Cyber Breach Concerns Suspend TurboTax’s State E-Filing

Amid concerns of fraudulent tax returns nationwide, TurboTax temporarily suspended e-filing on Feb. 6, according to The Wall Street Journal. The service was back online after 24 hours, but various state governments continue their cessation of accepting tax returns from TurboTax while the matter can be investigated.

Fraudulent tax returns were estimated to cost the IRS $5.2 billion in 2014, according to an audit by the Government Accountability Office, with $24.2 billion in distribution prevented. The reason for the current attacks is still under investigation by parent company Intuit as well as data security consultant Palantir, but Intuit is adamant that it is not because of their software, but rather a result of data breaches elsewhere, such as the ones at Home Depot, Target, and more recently Anthem Health.

“The information used to file fraudulent returns was obtained from other sources outside the tax preparation process,” the company said in a statement. Despite this, Minnesota, Massachusetts, and Vermont have said that they will not accept state tax returns filed through TurboTax software, though this does not extend to other online filing services and ones filed by tax professionals using Intuit products.

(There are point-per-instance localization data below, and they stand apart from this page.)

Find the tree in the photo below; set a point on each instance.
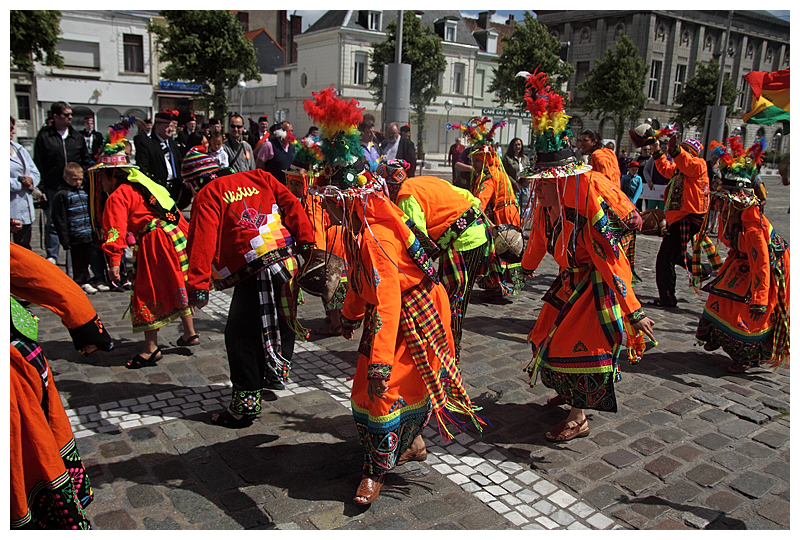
(34, 36)
(529, 48)
(207, 48)
(615, 86)
(422, 49)
(700, 92)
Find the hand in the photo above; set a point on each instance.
(646, 326)
(672, 144)
(376, 387)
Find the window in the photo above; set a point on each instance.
(134, 53)
(23, 92)
(480, 76)
(458, 78)
(655, 77)
(360, 69)
(450, 30)
(80, 54)
(374, 20)
(680, 78)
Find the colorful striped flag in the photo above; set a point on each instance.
(770, 97)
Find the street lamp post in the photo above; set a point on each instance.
(448, 106)
(242, 85)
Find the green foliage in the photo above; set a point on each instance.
(34, 36)
(529, 48)
(700, 92)
(615, 86)
(422, 49)
(207, 48)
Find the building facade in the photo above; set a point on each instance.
(672, 44)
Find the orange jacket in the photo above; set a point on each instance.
(687, 191)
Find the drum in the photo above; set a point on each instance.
(322, 274)
(653, 221)
(508, 242)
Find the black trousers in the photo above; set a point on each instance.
(671, 254)
(246, 357)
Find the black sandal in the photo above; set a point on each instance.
(140, 361)
(189, 342)
(226, 419)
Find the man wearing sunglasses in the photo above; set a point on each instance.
(55, 146)
(240, 153)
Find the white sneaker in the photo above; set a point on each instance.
(88, 289)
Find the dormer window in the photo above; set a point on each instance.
(450, 30)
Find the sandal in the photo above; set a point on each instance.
(226, 419)
(369, 489)
(658, 303)
(140, 361)
(563, 433)
(735, 367)
(193, 340)
(413, 455)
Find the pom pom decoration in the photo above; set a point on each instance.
(550, 122)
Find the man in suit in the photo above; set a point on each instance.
(93, 138)
(159, 157)
(397, 147)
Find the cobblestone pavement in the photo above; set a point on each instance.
(691, 446)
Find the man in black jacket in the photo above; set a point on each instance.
(397, 147)
(159, 158)
(55, 146)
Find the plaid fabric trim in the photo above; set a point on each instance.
(422, 328)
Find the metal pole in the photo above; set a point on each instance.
(398, 50)
(722, 59)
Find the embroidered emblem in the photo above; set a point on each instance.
(112, 236)
(239, 194)
(620, 285)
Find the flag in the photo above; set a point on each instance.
(770, 97)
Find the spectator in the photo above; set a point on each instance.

So far, the spat of fraudulent claims has not spread to other online services like H&R Block, which some analysts claim is due to H&R Block requiring customers to e-file federal taxes before proceeding to state taxes, requiring added levels of security that are harder to hack than on the state level. TurboTax doesn’t require this, but has recently implemented a multi-factor authentication protocol for added security.

The tax fraud is carried out by hackers who access information such as bank accounts and Social Security numbers from data sources, then using services like TurboTax to file taxes under the victims’ names to claim the refund. When a victim goes to file their taxes, they are locked out because the software thinks they filed already. Based on reports that the hacks this year are similar in size to the returns from 2013, the stolen identities are rumored to have been stolen for at least a couple years.